Article 9 establishes a Council, in which all of the members are represented. The Council’s job is to consider the implementation of the Treaty and should set up subsidiary bodies if necessary, especially a defence committee to deal specifically with the implementation of Articles 3 and 5.
Article 10 grants the authority to the North Atlantic Alliance to invite new parties to the Treaty and defines the process of the invitation to join and accession. The article stioulates that new European members can only be invited if there is a unanimous agreement between the parties already in NATO. Only after an agreement can the legal and subsequent proceedings begin.
Article 11 – 14
The last four articles are concerned with ratifications, possibilities of the Treaty’s modification and the storage of original documents.
There have been no changes made to the Treaty over the last 60 years.
The Open Door Policy
The policy is a founding principle of NATO and means that any country in the Euro-Atlantic area defined by Article 6 is free to join NATO if it meets the standards of the alliance, contributes to its collective security, and is unanimously accepted by the members.
Hungary joined NATO in 1999 and is on track to meet the 2 per cent rule.

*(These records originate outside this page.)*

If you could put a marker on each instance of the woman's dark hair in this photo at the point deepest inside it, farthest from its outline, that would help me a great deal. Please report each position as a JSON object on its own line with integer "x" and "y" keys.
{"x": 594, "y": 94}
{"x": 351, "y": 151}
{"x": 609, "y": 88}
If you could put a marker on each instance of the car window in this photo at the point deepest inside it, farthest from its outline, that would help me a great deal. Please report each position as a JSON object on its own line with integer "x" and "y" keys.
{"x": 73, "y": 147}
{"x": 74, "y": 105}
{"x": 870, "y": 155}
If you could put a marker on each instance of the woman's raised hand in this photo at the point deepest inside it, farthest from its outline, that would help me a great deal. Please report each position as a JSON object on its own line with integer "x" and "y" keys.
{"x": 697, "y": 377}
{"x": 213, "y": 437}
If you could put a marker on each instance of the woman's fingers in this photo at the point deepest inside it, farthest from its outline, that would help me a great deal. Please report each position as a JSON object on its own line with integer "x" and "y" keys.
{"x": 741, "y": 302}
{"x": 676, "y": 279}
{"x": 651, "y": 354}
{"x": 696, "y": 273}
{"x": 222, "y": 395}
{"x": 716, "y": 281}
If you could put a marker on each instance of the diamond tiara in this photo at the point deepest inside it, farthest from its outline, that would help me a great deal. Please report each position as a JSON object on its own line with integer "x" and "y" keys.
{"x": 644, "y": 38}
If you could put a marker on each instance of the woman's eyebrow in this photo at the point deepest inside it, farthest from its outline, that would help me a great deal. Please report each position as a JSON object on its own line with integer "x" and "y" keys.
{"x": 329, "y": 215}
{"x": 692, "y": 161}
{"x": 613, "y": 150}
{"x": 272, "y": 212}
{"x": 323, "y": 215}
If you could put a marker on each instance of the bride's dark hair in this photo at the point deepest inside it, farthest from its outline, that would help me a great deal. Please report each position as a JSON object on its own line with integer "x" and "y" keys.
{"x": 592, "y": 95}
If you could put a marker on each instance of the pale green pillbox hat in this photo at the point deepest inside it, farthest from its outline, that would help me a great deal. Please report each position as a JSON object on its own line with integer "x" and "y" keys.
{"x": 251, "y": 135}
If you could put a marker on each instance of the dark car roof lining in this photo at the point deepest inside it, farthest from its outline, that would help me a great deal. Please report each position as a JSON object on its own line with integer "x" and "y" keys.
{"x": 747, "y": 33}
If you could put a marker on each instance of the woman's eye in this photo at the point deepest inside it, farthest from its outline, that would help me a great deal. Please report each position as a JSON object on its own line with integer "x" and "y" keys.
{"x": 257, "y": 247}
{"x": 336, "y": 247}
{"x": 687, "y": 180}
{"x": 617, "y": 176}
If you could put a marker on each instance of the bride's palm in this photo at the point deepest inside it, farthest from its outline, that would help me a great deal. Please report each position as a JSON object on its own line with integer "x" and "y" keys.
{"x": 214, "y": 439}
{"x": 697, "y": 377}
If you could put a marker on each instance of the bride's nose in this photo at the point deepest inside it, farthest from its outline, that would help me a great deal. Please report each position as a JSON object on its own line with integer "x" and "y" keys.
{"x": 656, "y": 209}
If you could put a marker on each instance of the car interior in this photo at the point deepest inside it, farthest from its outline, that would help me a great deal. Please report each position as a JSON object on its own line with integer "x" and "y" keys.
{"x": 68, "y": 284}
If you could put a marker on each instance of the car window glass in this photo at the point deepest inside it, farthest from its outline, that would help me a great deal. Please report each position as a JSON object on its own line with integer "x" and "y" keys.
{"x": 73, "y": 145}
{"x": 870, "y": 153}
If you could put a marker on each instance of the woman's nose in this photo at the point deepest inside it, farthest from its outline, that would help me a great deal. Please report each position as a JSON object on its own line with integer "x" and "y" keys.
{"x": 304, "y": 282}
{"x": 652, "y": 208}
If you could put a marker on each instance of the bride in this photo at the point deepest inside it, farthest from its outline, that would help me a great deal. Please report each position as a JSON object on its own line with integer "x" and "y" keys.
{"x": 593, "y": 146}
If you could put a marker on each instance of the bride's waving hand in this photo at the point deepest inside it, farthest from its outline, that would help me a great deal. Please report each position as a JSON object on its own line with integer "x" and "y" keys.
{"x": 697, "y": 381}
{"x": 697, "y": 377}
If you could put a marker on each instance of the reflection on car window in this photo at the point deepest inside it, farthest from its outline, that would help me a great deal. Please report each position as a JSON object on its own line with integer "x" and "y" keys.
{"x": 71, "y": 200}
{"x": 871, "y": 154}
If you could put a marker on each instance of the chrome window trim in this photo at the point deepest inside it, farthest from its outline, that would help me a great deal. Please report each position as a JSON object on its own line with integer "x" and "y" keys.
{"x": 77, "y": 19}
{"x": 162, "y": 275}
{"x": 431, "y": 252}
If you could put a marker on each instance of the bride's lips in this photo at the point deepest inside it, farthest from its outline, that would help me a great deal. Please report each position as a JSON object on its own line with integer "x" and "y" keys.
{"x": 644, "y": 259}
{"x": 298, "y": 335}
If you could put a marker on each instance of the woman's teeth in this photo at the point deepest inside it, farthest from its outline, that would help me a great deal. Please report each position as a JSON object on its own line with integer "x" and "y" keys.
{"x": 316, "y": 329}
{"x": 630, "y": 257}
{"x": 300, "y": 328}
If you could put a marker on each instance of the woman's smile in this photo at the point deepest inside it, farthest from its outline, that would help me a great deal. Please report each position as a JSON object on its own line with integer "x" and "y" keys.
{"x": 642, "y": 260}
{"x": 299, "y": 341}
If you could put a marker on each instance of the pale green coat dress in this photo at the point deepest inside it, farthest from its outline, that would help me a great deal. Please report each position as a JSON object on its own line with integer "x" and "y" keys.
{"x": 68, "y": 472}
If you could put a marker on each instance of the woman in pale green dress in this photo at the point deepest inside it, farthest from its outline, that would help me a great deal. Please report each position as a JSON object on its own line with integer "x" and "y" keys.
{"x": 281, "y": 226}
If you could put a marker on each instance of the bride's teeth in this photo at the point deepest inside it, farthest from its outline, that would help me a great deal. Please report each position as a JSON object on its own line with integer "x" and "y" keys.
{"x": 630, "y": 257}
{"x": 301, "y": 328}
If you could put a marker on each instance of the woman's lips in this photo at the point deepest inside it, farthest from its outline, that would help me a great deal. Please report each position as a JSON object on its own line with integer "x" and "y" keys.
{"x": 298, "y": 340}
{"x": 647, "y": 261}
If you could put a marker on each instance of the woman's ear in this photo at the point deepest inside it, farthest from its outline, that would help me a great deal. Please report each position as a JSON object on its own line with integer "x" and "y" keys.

The country that joined most recently is North Macedonia, but Finland and Sweden have also officially applied for membership and their application has already been approved by the legislatures of multiple member states.
Ukraine and NATO
Ukraine expressed the intent to join NATO’s Membership Action Plan in 2008, but talks were frozen following Viktor Yanukovych’s election, who preferred to keep the country out of the alliance. Due to a wave of civil unrest, the president fled to Russia but the new government shared his views about keeping the country non-aligned.
In fact, it was not only Ukrainian leaders who preferred to stay out of NATO, but the public as well. Polls conducted at the time showed that only 28 per cent were in support of accession.
Public support for NATO membership skyrocketed after the events
However, after the Russian invasion of 2014, Kyiv made it a priority to join NATO. Understandably, public support for NATO membership skyrocketed after the events of 2014 and the proportion of those who were in favour of NATO accession rose from 28 to 69 per cent by 2017. These development may have played a part in Russia’s 2022 aggression against Ukraine, which in turn obviously further delayed the accession process.
Considering the current geopolitical instability, it is crucial to understand what the military alliance can and can not do. Perhaps the most important element of the alliance is the ‘An attack on one is an attack on all’ principle, which makes it rather desirable to join. NATO should most definitely use its resources to maintain stability, promote collaboration with member states to preserve peace and provide aid for those who need it, but it should also carefully consider its actions and act only within the framework established by the North Atlantic Treaty.